Elizabeth came out first, followed by her sister and maid of honor, Patty Lamott. At close range and without accessories, the bride looked rather garish in her movie-star satin gown the color of orange sherbet, and her cherry-popsicle chiffon stole. But after all the fittings I’d seen, I could easily imagine Elizabeth in full makeup, bearing her avant-garde bouquet. Not every bride could carry off this kind of look, but she was going to be dynamite.

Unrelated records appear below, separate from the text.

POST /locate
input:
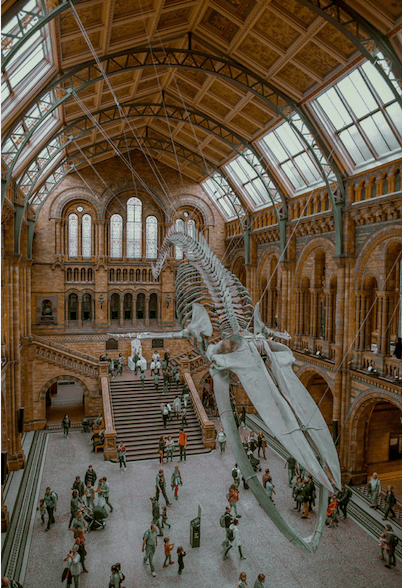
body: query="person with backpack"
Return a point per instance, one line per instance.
(392, 541)
(234, 539)
(344, 497)
(225, 521)
(50, 499)
(233, 498)
(236, 475)
(390, 501)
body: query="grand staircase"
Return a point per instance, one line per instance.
(138, 420)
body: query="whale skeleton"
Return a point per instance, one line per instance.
(210, 297)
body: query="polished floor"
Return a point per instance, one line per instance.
(347, 556)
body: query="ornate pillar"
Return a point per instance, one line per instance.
(146, 312)
(80, 311)
(121, 310)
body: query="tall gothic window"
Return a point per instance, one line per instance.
(134, 228)
(151, 237)
(178, 250)
(86, 235)
(116, 236)
(73, 235)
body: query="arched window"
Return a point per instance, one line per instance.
(179, 227)
(86, 235)
(134, 228)
(73, 235)
(151, 237)
(116, 236)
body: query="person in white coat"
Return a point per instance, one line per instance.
(374, 487)
(74, 564)
(234, 539)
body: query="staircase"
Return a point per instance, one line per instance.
(138, 420)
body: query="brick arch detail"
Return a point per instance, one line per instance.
(80, 383)
(392, 232)
(362, 402)
(316, 243)
(64, 198)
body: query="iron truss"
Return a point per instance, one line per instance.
(371, 43)
(28, 23)
(83, 125)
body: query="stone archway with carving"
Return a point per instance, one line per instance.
(355, 433)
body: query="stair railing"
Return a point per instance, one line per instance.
(109, 448)
(207, 426)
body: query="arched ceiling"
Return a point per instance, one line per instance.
(294, 48)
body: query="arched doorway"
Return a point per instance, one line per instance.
(377, 440)
(321, 394)
(65, 396)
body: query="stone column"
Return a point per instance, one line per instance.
(80, 311)
(146, 311)
(134, 319)
(121, 309)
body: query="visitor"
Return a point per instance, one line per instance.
(160, 485)
(149, 544)
(233, 498)
(297, 493)
(169, 449)
(234, 539)
(90, 476)
(222, 440)
(105, 490)
(261, 443)
(80, 542)
(382, 545)
(161, 449)
(180, 556)
(242, 583)
(168, 549)
(390, 502)
(165, 517)
(236, 475)
(291, 463)
(260, 581)
(391, 541)
(175, 480)
(156, 515)
(344, 497)
(66, 423)
(75, 505)
(121, 456)
(177, 406)
(269, 488)
(183, 445)
(50, 500)
(374, 488)
(74, 565)
(79, 485)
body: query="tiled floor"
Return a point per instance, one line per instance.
(347, 556)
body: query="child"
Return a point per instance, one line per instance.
(89, 495)
(242, 583)
(383, 545)
(164, 517)
(180, 555)
(168, 549)
(42, 510)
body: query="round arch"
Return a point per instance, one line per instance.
(358, 436)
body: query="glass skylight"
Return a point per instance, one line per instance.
(362, 112)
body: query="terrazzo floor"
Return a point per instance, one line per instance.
(347, 556)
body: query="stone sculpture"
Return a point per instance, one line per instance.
(209, 298)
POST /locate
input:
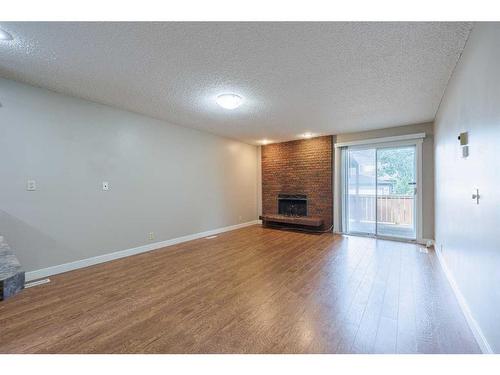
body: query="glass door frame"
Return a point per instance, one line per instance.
(418, 194)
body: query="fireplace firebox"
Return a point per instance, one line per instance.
(292, 205)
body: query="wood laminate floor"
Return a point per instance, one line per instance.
(252, 290)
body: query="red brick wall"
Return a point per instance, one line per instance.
(299, 167)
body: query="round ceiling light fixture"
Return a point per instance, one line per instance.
(229, 101)
(4, 35)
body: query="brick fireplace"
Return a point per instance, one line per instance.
(300, 168)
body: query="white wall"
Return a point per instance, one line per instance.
(165, 179)
(469, 233)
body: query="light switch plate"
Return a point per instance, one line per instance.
(31, 185)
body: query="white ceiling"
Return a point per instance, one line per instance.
(325, 78)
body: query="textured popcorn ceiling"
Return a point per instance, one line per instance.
(324, 78)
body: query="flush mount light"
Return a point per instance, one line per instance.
(229, 101)
(4, 35)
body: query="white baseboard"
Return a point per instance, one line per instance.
(54, 270)
(473, 324)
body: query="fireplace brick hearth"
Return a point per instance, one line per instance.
(302, 167)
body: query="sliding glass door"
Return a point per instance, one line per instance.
(380, 191)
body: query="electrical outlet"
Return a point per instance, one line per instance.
(31, 185)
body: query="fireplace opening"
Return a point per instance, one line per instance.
(292, 204)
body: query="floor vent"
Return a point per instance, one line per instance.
(36, 283)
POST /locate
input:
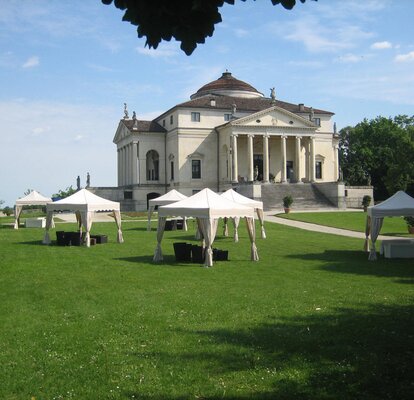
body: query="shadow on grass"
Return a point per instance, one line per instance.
(356, 262)
(364, 353)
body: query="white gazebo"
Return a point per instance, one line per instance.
(85, 204)
(170, 197)
(34, 198)
(398, 205)
(246, 201)
(207, 207)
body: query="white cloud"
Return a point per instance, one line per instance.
(241, 33)
(409, 57)
(31, 62)
(381, 45)
(349, 58)
(320, 37)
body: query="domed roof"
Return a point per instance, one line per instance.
(229, 86)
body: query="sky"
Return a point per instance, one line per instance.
(67, 68)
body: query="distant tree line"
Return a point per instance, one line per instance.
(379, 152)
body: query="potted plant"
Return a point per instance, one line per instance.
(287, 202)
(410, 224)
(366, 201)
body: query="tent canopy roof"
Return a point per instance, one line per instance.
(33, 198)
(206, 204)
(400, 204)
(240, 199)
(171, 197)
(84, 200)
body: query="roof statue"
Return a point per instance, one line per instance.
(126, 116)
(272, 93)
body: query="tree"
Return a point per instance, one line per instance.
(61, 194)
(188, 21)
(379, 152)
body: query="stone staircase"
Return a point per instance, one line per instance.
(305, 196)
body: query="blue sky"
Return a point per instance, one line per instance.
(67, 67)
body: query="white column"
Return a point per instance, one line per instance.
(127, 166)
(266, 158)
(336, 163)
(118, 152)
(234, 167)
(250, 169)
(122, 166)
(134, 160)
(283, 138)
(298, 160)
(312, 159)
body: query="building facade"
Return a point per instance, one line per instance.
(227, 135)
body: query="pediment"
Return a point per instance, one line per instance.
(274, 117)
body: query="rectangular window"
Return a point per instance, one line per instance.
(196, 169)
(318, 170)
(195, 117)
(317, 121)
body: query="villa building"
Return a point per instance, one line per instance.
(227, 135)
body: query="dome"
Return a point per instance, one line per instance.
(229, 86)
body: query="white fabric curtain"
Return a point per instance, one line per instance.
(150, 210)
(236, 222)
(376, 224)
(367, 232)
(251, 228)
(86, 218)
(209, 229)
(261, 219)
(225, 227)
(117, 216)
(160, 232)
(17, 212)
(198, 234)
(49, 222)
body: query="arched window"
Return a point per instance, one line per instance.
(152, 166)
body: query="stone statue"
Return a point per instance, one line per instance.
(126, 116)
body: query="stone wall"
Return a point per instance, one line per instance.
(354, 195)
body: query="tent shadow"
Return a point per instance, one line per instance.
(356, 262)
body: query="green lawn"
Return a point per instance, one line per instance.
(313, 319)
(352, 220)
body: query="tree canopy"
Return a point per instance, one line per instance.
(187, 21)
(379, 152)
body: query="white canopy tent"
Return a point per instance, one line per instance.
(398, 205)
(85, 204)
(34, 198)
(240, 199)
(207, 207)
(171, 197)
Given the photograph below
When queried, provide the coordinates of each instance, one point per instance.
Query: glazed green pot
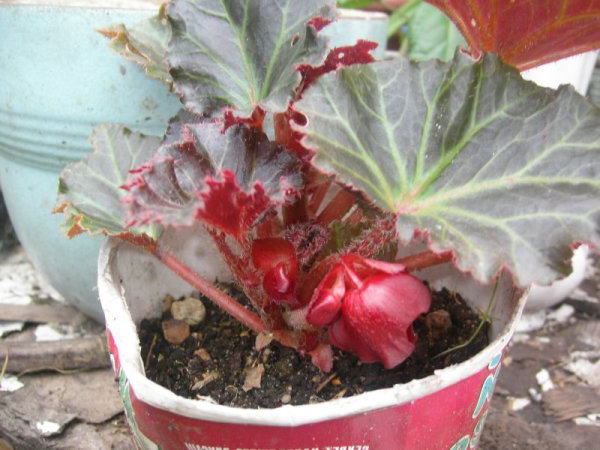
(58, 80)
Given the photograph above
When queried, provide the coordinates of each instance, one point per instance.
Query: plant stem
(485, 318)
(425, 259)
(337, 208)
(208, 289)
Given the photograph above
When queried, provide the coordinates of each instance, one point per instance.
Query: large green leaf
(90, 190)
(145, 43)
(432, 35)
(503, 172)
(226, 179)
(242, 53)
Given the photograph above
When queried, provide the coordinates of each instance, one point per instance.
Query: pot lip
(348, 13)
(137, 5)
(123, 330)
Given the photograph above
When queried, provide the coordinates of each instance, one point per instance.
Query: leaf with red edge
(242, 53)
(526, 33)
(227, 180)
(359, 53)
(90, 190)
(144, 43)
(497, 170)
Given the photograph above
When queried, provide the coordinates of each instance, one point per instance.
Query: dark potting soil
(219, 360)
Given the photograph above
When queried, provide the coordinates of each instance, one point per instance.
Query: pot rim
(120, 324)
(360, 14)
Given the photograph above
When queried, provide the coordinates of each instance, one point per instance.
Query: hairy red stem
(425, 259)
(337, 208)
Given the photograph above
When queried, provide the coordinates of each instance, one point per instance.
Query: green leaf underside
(219, 60)
(91, 188)
(172, 190)
(145, 43)
(503, 172)
(432, 35)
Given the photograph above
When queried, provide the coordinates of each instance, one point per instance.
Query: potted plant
(311, 174)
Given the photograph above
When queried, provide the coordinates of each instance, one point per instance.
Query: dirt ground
(548, 394)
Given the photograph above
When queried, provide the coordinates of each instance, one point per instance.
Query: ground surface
(546, 397)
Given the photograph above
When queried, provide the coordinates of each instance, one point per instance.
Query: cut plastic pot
(446, 410)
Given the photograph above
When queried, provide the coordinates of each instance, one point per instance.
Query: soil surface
(219, 360)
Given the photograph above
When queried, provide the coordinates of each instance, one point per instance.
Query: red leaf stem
(208, 289)
(317, 196)
(337, 208)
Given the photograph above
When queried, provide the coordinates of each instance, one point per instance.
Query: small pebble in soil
(191, 310)
(175, 331)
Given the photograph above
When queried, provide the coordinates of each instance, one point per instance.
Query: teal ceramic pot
(58, 80)
(354, 24)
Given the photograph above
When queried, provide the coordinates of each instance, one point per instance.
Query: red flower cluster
(369, 307)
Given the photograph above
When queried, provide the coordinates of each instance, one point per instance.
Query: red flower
(275, 258)
(370, 306)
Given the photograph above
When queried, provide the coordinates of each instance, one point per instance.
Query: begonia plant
(312, 167)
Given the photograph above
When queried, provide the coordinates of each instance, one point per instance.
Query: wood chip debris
(262, 340)
(570, 402)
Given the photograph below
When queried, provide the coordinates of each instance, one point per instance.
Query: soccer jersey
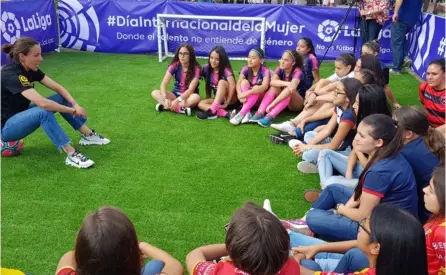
(66, 271)
(414, 151)
(176, 70)
(435, 246)
(258, 79)
(393, 181)
(367, 271)
(15, 80)
(215, 75)
(291, 267)
(334, 77)
(434, 102)
(310, 64)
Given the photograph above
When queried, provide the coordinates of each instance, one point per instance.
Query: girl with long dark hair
(283, 91)
(421, 142)
(185, 70)
(220, 84)
(106, 244)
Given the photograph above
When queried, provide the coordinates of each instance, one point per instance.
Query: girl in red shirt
(434, 200)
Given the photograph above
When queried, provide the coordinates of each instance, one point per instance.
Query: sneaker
(246, 118)
(236, 119)
(293, 142)
(406, 63)
(282, 138)
(298, 226)
(307, 167)
(186, 111)
(265, 122)
(230, 115)
(78, 160)
(93, 139)
(394, 72)
(311, 196)
(267, 206)
(206, 115)
(159, 107)
(256, 118)
(286, 126)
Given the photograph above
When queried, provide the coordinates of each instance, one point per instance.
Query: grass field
(178, 178)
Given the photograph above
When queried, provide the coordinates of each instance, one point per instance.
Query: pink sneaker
(298, 226)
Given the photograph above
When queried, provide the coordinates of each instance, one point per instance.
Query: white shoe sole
(87, 143)
(84, 166)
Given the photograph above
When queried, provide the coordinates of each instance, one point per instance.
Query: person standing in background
(407, 14)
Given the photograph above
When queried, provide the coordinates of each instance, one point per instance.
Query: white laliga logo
(421, 40)
(79, 26)
(327, 30)
(10, 26)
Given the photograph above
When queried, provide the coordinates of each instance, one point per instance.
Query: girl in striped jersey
(283, 91)
(185, 70)
(253, 82)
(220, 83)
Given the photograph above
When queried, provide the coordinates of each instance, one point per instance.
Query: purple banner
(129, 26)
(426, 43)
(37, 20)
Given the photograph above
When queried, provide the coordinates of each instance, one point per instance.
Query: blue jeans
(325, 223)
(310, 126)
(353, 260)
(399, 43)
(329, 160)
(153, 267)
(369, 30)
(24, 123)
(312, 154)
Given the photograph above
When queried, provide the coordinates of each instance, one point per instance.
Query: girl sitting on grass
(185, 70)
(106, 244)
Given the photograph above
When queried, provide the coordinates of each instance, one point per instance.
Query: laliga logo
(10, 27)
(327, 30)
(79, 26)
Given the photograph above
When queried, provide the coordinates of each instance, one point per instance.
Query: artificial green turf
(178, 178)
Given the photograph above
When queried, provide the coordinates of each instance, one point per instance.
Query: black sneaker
(159, 107)
(230, 115)
(281, 138)
(206, 115)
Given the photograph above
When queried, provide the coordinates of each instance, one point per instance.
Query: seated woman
(220, 83)
(185, 70)
(387, 178)
(253, 82)
(320, 93)
(106, 244)
(432, 95)
(283, 91)
(421, 142)
(357, 259)
(337, 135)
(388, 240)
(20, 119)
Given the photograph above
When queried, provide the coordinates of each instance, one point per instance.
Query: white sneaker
(94, 139)
(293, 143)
(247, 118)
(186, 111)
(236, 119)
(267, 206)
(78, 160)
(283, 127)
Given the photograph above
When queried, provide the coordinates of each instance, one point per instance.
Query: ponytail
(386, 129)
(436, 143)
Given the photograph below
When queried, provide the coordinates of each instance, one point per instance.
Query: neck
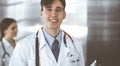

Her sister was more of a fizzling fuse. Patty was a single
nurse who worked at the VA hospital, and she looked like the first draft for Elizabeth. You could tell they were siblings, but Patty’s features were coarser, her long unkempt hair a dull brown to Elizabeth’s cropped and glossy chestnut, her figure stocky rather than strong.
I suspected that Patty wasn’t thrilled about her kid sister’s successes, financial or romantic. And she certainly wasn’t thrilled about her own rose-colored gown and stole, which did nothing for her skin tone and less than nothing for her figure. She nodded sullenly to me and frowned a little at Lily, who had relaxed into a wing chair to enjoy the show.
“Come on through, girls,” Stephanie burbled. “Let’s line you all up.”
Corinne came next. Elizabeth was right, she had put on a few pounds. Instead of draping fluidly the satin pulled in taut creases across her stomach and hips. But you hardly noticed, because the rosy shade was so exactly right for Corinne’s porcelain skin. The pink set off her golden hair and pale blue eyes to fairy-princess perfection, while the plunging neckline would command the attention of every prince in the neighborhood.